This week, after two years of secret negotiations and wrangling, the mega companies of Google and Oracle went to court to decide whether it is possible to patent a computer language. If the thought of this confuses you, be grateful you are not the judge or the new members of the jury.
It’s the tech equivalent of me patenting the English language, and then suing this blog for $6.1 billion dollars for using or printing this column in my patented language. [Memo to my editor: my attorneys will be in touch in the morning!] [Memo in return... "Funny joke, Dave. Our lawyers are on speed-dial."]
All of this might be just a curious phase in the life cycle of the tech industry, except that it really does affect accountants and how they practice. Or at least how they will practice in the years to come. Because the patent lawsuits flying left and right across your smartphone screen are an indication of another period of rapid change. Better strap your seat belts, because change is coming.
There are three parties responsible for the spate of patent acquisitions and lawsuits of late.
The first of these is the marketplace. With the economy continuing to languish, mega-companies are holding off with expansions and hiring until they see what the election brings. This means that they are hoarding cash. Only they can’t really hoard the cash, because the US now has some of the highest corporate tax rates on earth. So they are instead investing the cash in properties that have some future value. Particularly, in patents that can generate future income through enforcement of the patent provisions in court.
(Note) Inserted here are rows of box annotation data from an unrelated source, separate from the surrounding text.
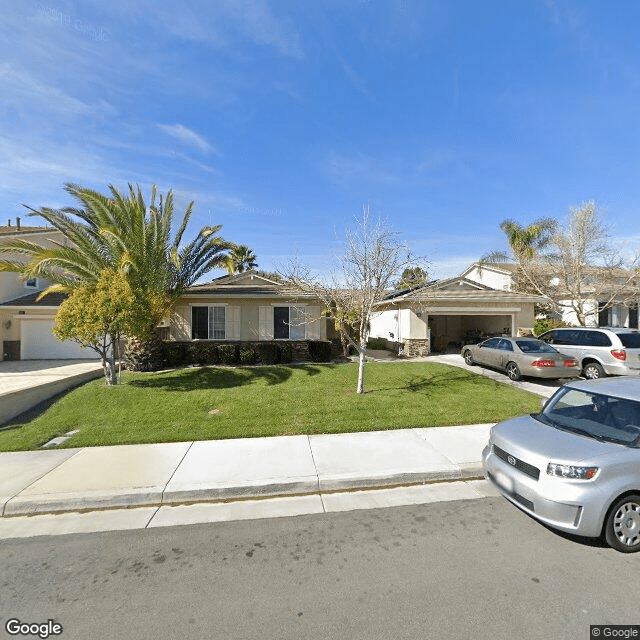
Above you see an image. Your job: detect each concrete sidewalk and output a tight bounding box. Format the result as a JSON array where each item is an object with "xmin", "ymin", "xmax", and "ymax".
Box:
[{"xmin": 0, "ymin": 424, "xmax": 491, "ymax": 521}]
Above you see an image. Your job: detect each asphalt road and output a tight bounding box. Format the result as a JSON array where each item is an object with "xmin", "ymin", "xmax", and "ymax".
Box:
[{"xmin": 0, "ymin": 498, "xmax": 640, "ymax": 640}]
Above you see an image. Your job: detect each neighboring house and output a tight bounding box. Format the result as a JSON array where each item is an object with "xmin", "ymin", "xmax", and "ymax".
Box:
[
  {"xmin": 461, "ymin": 262, "xmax": 640, "ymax": 329},
  {"xmin": 167, "ymin": 271, "xmax": 327, "ymax": 342},
  {"xmin": 370, "ymin": 276, "xmax": 542, "ymax": 357},
  {"xmin": 0, "ymin": 218, "xmax": 97, "ymax": 360}
]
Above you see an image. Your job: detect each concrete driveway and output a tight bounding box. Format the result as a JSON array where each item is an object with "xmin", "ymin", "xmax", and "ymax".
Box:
[
  {"xmin": 424, "ymin": 353, "xmax": 567, "ymax": 398},
  {"xmin": 0, "ymin": 359, "xmax": 102, "ymax": 425}
]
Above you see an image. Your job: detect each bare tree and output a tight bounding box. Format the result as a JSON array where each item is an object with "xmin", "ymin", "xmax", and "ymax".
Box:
[
  {"xmin": 282, "ymin": 205, "xmax": 416, "ymax": 393},
  {"xmin": 482, "ymin": 201, "xmax": 640, "ymax": 326}
]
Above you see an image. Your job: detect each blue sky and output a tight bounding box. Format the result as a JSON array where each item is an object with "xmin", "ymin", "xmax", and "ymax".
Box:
[{"xmin": 0, "ymin": 0, "xmax": 640, "ymax": 277}]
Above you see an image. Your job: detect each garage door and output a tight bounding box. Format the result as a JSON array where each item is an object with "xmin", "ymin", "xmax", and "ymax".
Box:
[{"xmin": 20, "ymin": 320, "xmax": 97, "ymax": 360}]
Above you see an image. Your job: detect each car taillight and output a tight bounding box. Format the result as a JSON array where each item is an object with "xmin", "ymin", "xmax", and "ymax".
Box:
[{"xmin": 531, "ymin": 360, "xmax": 556, "ymax": 367}]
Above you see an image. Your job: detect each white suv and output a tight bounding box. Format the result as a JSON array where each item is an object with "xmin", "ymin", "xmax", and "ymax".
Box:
[{"xmin": 538, "ymin": 327, "xmax": 640, "ymax": 378}]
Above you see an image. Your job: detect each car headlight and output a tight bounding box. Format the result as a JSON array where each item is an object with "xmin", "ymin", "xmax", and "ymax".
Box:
[{"xmin": 547, "ymin": 462, "xmax": 598, "ymax": 480}]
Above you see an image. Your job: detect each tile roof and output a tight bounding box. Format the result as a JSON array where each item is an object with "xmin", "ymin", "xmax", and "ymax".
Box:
[{"xmin": 0, "ymin": 291, "xmax": 68, "ymax": 307}]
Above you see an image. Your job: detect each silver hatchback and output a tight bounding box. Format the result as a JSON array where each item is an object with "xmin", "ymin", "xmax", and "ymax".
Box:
[
  {"xmin": 483, "ymin": 378, "xmax": 640, "ymax": 552},
  {"xmin": 540, "ymin": 327, "xmax": 640, "ymax": 379}
]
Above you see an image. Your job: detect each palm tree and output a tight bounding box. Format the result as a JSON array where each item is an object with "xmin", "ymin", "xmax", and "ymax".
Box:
[
  {"xmin": 500, "ymin": 218, "xmax": 558, "ymax": 260},
  {"xmin": 0, "ymin": 184, "xmax": 235, "ymax": 369},
  {"xmin": 225, "ymin": 244, "xmax": 258, "ymax": 276}
]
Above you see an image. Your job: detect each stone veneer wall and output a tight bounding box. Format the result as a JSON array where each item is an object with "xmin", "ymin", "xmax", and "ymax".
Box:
[{"xmin": 404, "ymin": 339, "xmax": 429, "ymax": 358}]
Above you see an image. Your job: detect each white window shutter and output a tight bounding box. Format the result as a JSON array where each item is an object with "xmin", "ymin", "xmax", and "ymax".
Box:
[
  {"xmin": 225, "ymin": 306, "xmax": 240, "ymax": 340},
  {"xmin": 258, "ymin": 307, "xmax": 273, "ymax": 340},
  {"xmin": 305, "ymin": 307, "xmax": 322, "ymax": 340}
]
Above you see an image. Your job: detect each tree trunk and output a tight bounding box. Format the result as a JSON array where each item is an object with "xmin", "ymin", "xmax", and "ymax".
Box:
[
  {"xmin": 124, "ymin": 331, "xmax": 163, "ymax": 371},
  {"xmin": 358, "ymin": 344, "xmax": 367, "ymax": 393}
]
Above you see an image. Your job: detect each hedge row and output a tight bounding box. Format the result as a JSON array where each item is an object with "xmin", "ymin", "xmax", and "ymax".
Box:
[{"xmin": 163, "ymin": 341, "xmax": 331, "ymax": 368}]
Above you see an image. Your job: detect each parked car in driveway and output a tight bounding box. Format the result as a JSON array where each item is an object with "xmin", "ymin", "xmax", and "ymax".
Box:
[
  {"xmin": 539, "ymin": 327, "xmax": 640, "ymax": 379},
  {"xmin": 482, "ymin": 378, "xmax": 640, "ymax": 552},
  {"xmin": 461, "ymin": 338, "xmax": 580, "ymax": 380}
]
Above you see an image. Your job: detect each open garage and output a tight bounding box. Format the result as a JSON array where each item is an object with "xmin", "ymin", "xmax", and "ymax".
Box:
[{"xmin": 371, "ymin": 278, "xmax": 541, "ymax": 356}]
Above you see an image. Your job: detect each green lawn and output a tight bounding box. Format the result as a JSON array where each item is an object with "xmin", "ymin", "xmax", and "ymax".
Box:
[{"xmin": 0, "ymin": 362, "xmax": 540, "ymax": 451}]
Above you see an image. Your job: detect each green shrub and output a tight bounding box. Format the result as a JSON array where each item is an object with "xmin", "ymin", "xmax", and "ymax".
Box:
[
  {"xmin": 191, "ymin": 342, "xmax": 218, "ymax": 365},
  {"xmin": 239, "ymin": 344, "xmax": 258, "ymax": 364},
  {"xmin": 218, "ymin": 344, "xmax": 240, "ymax": 364},
  {"xmin": 162, "ymin": 342, "xmax": 191, "ymax": 369},
  {"xmin": 256, "ymin": 342, "xmax": 280, "ymax": 364},
  {"xmin": 276, "ymin": 342, "xmax": 293, "ymax": 364},
  {"xmin": 533, "ymin": 318, "xmax": 571, "ymax": 336},
  {"xmin": 309, "ymin": 340, "xmax": 331, "ymax": 362}
]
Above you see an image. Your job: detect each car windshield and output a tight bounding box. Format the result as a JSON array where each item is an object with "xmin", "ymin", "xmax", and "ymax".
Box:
[
  {"xmin": 535, "ymin": 388, "xmax": 640, "ymax": 447},
  {"xmin": 516, "ymin": 340, "xmax": 558, "ymax": 353}
]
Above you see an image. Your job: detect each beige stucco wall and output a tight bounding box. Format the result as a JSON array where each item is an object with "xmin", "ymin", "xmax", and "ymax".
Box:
[{"xmin": 171, "ymin": 298, "xmax": 327, "ymax": 341}]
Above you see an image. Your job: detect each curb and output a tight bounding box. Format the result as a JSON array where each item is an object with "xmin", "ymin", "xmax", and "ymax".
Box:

The second is the US Patent Office, which is massively confused about patents in general and tech patents in particular. The USPO was supposed to have computerized all of its patents and its new patent process by now, but the system isn’t yet in place. This means that patents are still being filed on paper by hand, and a finite group of patent attorneys are left to the hopeless task of weeding through existing patents to see if a new application is unique.
Making things worse, they elected early on to allow technology concepts to be patented. Confused by the onslaught of technologies they could not hope to understand, these poor civil servants have allowed patents on such things as DNA strands, physics theories and e-commerce concepts. And once you have patented the idea of a technology, you can collect money from anyone who uses the patent for any situation.
The final party involved in the patent madness is your own cellular phone. Particularly your smartphone. In today’s market of incomprehensibly rapid change, the slightest little feature can become amazingly important and give the company that owns it billions of dollars in market advantages.
Think in terms of touch screens. App stores. Navigation by swiping a finger down the screen. A mini-browser. Or think in terms of using the Java scripting language to operate the Android cell phone operating system. Which is what Oracle and Google are squabbling over.
So what does all of this mean? In terms of the patents and the lawsuits, very little unless you happen to do the audits for the company that holds the patents, or the ones being suit for patent infringement.
But it is a harbinger of the rapid changes that are coming in the tech world. Cash to spend, and to spend on patents, also means that money is being pumped into research and development to take advantage of those patents. And that more money is being pumped into bringing new products to the market place.
If this trend continues into next year, who knows that will be next?